How I Came To Know It: Sheila bought me this from a thrift shop in a small BC town called Powell River. Who owned it before me? We shall never know, dear reader.

How It Stacks Up: This is my only Charlatans album, so it can’t stack up.

Rating: 2 stars

My biggest challenge with rock music from this era is the overly rich production, and “Tellin’ Stories” has this in spades. There is a lot going on, with guitar and organ both working away diligently on the melody. The arrangement of the instruments is complementary, but they are by no means taking turns – they’re going at the same time, and finding windows between the notes to call and answer.

This is intentional, and very much a feature of the sound. This era of British rock has a fair bit of this sound, which is saturated with a bit of prog-adjacent groove. It’s better for driving than dancing, with a restless “go forth!” quality that propels each track forward.

I don't have a lot of this type of music in my collection, and while I'd like to say it reminds me a bit of Oasis and a bit of Blur, the truth is I don't know very much about either of those bands. There was a stretch where I thought I heard vestiges of the Canadian band Grapes of Wrath but mostly because the vocals of Charlatan’s Tim Burgess has that same high airy quality of the Grapes of Wrath’s harmonies. On the lighter production of “Keep it to Yourself” he even has the same jangle of the Canadian band, but most of the time it is British alt-pop not Canadian folk-rock.

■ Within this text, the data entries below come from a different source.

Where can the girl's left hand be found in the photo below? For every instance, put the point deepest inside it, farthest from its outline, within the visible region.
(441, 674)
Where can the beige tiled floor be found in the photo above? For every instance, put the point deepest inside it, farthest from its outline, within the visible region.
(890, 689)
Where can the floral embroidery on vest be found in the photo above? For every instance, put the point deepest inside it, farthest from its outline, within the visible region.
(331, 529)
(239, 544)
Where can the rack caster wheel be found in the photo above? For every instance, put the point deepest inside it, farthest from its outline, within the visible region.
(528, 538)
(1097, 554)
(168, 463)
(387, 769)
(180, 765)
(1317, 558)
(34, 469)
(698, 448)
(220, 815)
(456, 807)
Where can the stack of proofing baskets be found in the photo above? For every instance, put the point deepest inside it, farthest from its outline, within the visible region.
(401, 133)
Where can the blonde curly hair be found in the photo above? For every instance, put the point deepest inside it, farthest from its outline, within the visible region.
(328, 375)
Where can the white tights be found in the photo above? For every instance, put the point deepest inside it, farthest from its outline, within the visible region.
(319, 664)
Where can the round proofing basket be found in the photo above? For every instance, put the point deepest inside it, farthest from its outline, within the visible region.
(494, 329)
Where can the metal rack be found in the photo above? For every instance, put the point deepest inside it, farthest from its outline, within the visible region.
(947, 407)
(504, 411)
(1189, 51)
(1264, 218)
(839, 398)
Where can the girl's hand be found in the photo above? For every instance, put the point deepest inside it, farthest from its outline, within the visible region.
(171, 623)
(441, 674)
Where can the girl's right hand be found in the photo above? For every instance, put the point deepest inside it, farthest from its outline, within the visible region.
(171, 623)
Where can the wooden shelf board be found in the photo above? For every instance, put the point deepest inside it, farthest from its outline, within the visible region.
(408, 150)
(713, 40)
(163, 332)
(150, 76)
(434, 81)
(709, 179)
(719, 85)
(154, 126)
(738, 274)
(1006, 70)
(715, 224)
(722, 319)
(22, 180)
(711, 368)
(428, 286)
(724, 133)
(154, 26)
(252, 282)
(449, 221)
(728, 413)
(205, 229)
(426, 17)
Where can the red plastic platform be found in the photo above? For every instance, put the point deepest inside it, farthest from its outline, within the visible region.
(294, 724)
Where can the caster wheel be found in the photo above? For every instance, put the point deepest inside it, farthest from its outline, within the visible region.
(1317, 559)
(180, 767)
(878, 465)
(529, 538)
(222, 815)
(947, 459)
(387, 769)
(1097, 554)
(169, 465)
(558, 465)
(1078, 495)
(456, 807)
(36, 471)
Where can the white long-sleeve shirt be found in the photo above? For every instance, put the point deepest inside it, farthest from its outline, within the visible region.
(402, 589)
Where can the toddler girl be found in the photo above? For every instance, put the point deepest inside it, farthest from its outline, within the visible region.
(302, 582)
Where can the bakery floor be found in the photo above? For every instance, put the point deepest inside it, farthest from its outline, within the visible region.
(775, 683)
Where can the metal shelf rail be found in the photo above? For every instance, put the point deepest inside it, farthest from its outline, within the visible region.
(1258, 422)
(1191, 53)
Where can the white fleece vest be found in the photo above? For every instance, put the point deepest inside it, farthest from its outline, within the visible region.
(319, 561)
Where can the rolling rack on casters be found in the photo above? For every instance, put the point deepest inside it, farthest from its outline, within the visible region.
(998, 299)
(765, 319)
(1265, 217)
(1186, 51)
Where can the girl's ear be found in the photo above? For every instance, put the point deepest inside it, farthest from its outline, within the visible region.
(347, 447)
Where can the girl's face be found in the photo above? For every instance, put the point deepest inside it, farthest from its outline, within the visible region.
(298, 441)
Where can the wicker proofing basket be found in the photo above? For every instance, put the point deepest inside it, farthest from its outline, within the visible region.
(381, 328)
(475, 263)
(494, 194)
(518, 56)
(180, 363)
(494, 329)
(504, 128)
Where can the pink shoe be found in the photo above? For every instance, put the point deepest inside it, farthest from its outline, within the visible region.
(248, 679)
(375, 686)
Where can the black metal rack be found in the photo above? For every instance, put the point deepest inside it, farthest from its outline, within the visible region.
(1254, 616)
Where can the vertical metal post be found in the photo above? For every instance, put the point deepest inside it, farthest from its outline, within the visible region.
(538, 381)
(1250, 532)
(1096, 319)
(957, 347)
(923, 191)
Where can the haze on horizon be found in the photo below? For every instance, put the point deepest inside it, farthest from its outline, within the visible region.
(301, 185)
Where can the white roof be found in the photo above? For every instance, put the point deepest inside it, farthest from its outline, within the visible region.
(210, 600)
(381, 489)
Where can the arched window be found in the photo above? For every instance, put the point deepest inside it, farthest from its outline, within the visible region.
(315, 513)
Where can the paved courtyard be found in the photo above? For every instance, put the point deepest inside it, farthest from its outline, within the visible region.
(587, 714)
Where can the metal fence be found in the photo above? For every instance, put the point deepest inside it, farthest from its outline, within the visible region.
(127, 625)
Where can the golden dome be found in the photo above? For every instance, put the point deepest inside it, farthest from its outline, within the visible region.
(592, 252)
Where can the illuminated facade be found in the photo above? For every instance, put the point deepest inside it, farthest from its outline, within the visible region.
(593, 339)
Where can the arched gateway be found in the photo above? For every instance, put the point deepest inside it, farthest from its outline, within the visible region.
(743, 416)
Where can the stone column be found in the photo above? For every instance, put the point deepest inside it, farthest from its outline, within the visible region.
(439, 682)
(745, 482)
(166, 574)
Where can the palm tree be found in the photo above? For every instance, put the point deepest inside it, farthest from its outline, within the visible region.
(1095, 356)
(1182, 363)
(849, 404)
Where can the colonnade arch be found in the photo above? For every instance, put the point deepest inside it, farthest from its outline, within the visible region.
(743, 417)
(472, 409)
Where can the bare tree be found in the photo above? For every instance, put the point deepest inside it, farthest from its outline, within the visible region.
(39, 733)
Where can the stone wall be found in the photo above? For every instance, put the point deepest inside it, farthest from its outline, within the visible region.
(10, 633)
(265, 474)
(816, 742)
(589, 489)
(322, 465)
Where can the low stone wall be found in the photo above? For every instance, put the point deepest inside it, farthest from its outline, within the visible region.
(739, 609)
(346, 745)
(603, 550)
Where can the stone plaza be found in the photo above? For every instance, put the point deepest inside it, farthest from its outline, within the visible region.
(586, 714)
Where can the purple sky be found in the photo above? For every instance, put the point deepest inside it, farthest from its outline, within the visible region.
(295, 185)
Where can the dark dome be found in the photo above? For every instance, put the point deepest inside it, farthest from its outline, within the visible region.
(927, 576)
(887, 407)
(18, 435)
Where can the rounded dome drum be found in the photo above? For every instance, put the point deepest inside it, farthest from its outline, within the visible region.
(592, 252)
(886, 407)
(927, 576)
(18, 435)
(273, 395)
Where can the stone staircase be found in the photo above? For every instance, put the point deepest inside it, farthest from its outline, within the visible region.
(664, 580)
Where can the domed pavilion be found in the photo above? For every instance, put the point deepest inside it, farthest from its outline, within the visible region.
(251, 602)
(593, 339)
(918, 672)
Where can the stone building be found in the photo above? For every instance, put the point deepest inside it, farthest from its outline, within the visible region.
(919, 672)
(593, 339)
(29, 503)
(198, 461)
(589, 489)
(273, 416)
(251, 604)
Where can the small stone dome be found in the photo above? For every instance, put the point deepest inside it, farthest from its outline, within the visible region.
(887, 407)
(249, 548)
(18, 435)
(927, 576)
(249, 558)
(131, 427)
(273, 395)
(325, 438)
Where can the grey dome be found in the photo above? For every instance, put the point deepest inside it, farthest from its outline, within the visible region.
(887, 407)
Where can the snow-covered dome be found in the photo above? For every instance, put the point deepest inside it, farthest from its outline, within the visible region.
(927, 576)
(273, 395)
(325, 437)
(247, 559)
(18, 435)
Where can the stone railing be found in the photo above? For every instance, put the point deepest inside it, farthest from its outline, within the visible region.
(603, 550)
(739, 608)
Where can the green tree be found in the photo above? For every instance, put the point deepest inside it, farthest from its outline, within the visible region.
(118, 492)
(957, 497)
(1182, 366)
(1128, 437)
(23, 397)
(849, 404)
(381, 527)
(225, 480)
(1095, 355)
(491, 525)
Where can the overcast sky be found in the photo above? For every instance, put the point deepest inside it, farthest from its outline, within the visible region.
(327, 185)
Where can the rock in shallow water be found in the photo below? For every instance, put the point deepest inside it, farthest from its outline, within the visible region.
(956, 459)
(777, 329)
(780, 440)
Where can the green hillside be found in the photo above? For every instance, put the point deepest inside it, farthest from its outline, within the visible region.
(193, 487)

All the tunes on the Tellin’ Stories EP have an urgent, even frantic crosstown traffic quality to them. The music feels very urban, crossing over itself with the same seamless flow of a busy downtown intersection. Nobody trips on anyone else, and everyone in the band knows where they’re going, but I found a bit crowded nonetheless. Maybe it just the country boy in me, but I longed for just a little more elbow room, musically speaking.

There is a part of me that thinks if I had the full album I might better immerse myself in the experience, but with only four songs and 17 minutes of music it was over while I was still trying to wrap my head around it. I can see why this band is well-loved, but it just wasn’t for me, at least in such a limited listening opportunity.